В Жедре[110], в месте, так метко прозванном: «Кумелийский беспорядок», прохожий с удивлением замечает голые стены, совсем будто новые гребни тысячелетних громад — судя по их воинственному виду, они не признают своего смещения и краха, ознаменованного внезапным обвалом, разметавшим по глубокому ущелью осколки покатого фасада горы. Поражение запечатлели их неправильные формы — наследие случайных разломов: разбросанные глыбы, обнажившие пустоту породы до самых недр. Мельчайшие иглы кристалла, очевидно, богаты ресурсами, которых лишены гигантские утесы.

Кристалл выражает простой, упрямый закон, впервые соединивший экономию и силу. Подобный союз неуязвим ни для какого обвала. Природная призма — вечный памятник древней строгости. Она вписана в поверхность и числа призмы, таится в ее тени, в ее гнезде — словом, она неизменна: судьбу силой не одолеть. Она прежде безмолвна, потом божественна. Прекрасна, но черна, как невеста из Песни песней [111]. Неразрушима и неразрешима. Полна скорби и, не отказывая, не уступает.

* * *

В этих строках — лишь пустые химеры и бедные аналогии. Я описывал кристалл цвета сажи, жалкий камушек — лабиринт граней, хаотичное нагромождение плоскостей. Со смирением, но без веры, я обратился к символике цветов, к обертонам, которые обычно вызывают образы прозрачности и твердости. Я всем сердцем согласился со старыми распространенными сопоставлениями. Во мне чуть было не проснулось желание обогатить их — точно так же иной раз в пылу самомнения я желал, как высшей и единственной награды, прибавить — хоть одну — к сумме притчей, анонимных и долговечных.

Анонимность и долговечность камней меры не имеют. И потому, когда так рано пришло время разабрать свои бумаги, я — дерево в час листопада — прошу, чтобы камни снабдили меня столь необходимыми ориентирами потверже.

Последняя и неискоренимая ностальгия заставляет меня благоговеть лишь перед теми камнями, что явно упорядоченны, хотя они еще безличнее, чем вселенная или жизнь. Они убеждают в том, что только синтаксис оставляет шансы длительности. В сомнительных знаках, которые я в них высматриваю и стараюсь удержать, мне открывается нечто более основательное, чем я, — эфемерное отражение их постоянства. Да будут эти нетронутые временем руны проводниками по неложному пути для меня, только что родившегося и уже уходящего.

Лестницы кальцита

Ж.Мантьену[112]

Крупные ромбоэдры кальцита просвечивают, как кварц, и наклонились сильнее, чем Пизанская башня. Покосившиеся кубики производят странное впечатление неустойчивости. В действительности, поставленные на любую из граней, они легко удерживают равновесие. И все же предвестие неизбежного, но пока еще отсроченного их падения не перестает тревожить разум.

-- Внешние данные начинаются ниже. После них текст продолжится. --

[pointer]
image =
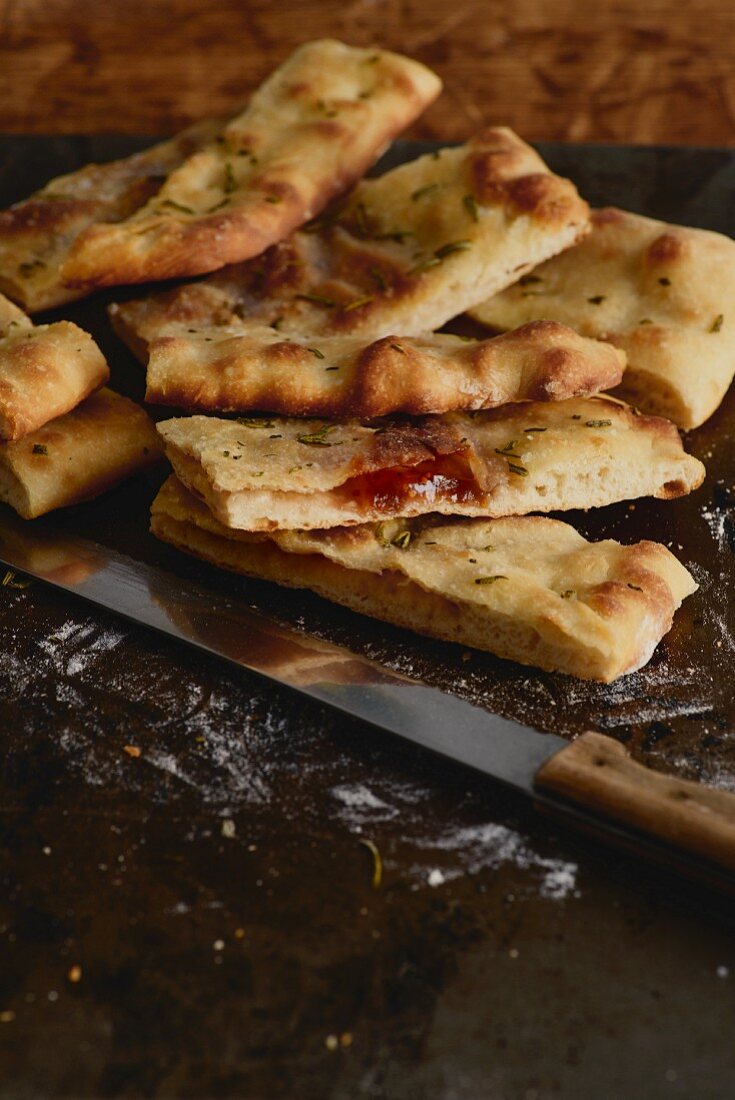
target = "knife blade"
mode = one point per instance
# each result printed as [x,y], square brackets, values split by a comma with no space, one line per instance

Воплощенную невозмутимость колеблет ложная угроза. Расшатаны сразу все грани кристалла. Спотыкаясь, он припадает на каждое из ребер. С какой стороны ни посмотри, он кособок и хром. Адуляр с его неровной поверхностью выглядит в конечном счете более гармоничным: острые венцы набегающих друг на друга шипов, по крайней мере, уравновешены взаимным соответствием.

Порой кристалл уклончивого кальцита растет уступами, словно карабкается по лестнице, хотя лестница — не что иное, как сам кристалл. Иногда он расширяется, как будто собирается стать четырехугольной башней, в притязаниях которой заключен двойной риск: она, очевидно, массивна, однако стекловатость ее природы свидетельствует о хрупкости. Скорее, это не башня, а пьедестал — или эшафот, словом, помост, на который надо взбираться.

Здесь, в толще фундамента, высечены гигантские ступени: шаг, второй — и ширина фасада полностью преодолена. Ступени оборвались бы в пустоту, если бы не были ограждены от нее тонкой стенкой. Следующий пласт пересекает вторая лестница. Она почти доходит до вершины кристалла. Можно себе представить и третью, и другие вслед за ней. В бледном камне рисуется головокружительный образ бесконечной Вселенной — власть бездны, сила повторяемости.

Вторая лестница параллельна первой, но сильно сдвинута по отношению к ней. Хотя ничто их не разделяет, перейти с первой на вторую невозможно, поскольку ее ступени располагаются гораздо выше, чем предыдущие. Оба марша соответствуют наклону лестничной клетки, в которую вписаны, и так же скошены. От этого бессмысленного удвоения грандиозных лестниц становится дурно. Первая из них нелепо прерывается, дойдя до половины высоты стены. Именно здесь начинается вторая, следующая по противоположной стороне и столь же несуразная: нет никакого способа на нее взобраться.

Сооружение в целом бросает вызов разуму. Последние ступени приводят на широкую платформу, над которой возвышается гребень крепостных стен. Они ограждают тюремный двор — голый, замкнутый, откуда есть лишь один выход: непосредственно на лестницу. Стены неравной высоты образуют в свою очередь огромные уступы. Тот, что в конце, самый длинный, разделен пополам ступенькой, соразмерной всем остальным, и потому терраса, венчающая постройку, представляет собой последнюю монументальную лестницу: она завершает здание, одновременно отождествляясь с ним. Приходится признать очевидное. Все сооружение — только лестница в чистом виде, тотальная, не имеющая ни этажей, ни назначения, подобно триумфальной арке, которая являет не что иное, как абсолютные врата, открытые в открытое пространство.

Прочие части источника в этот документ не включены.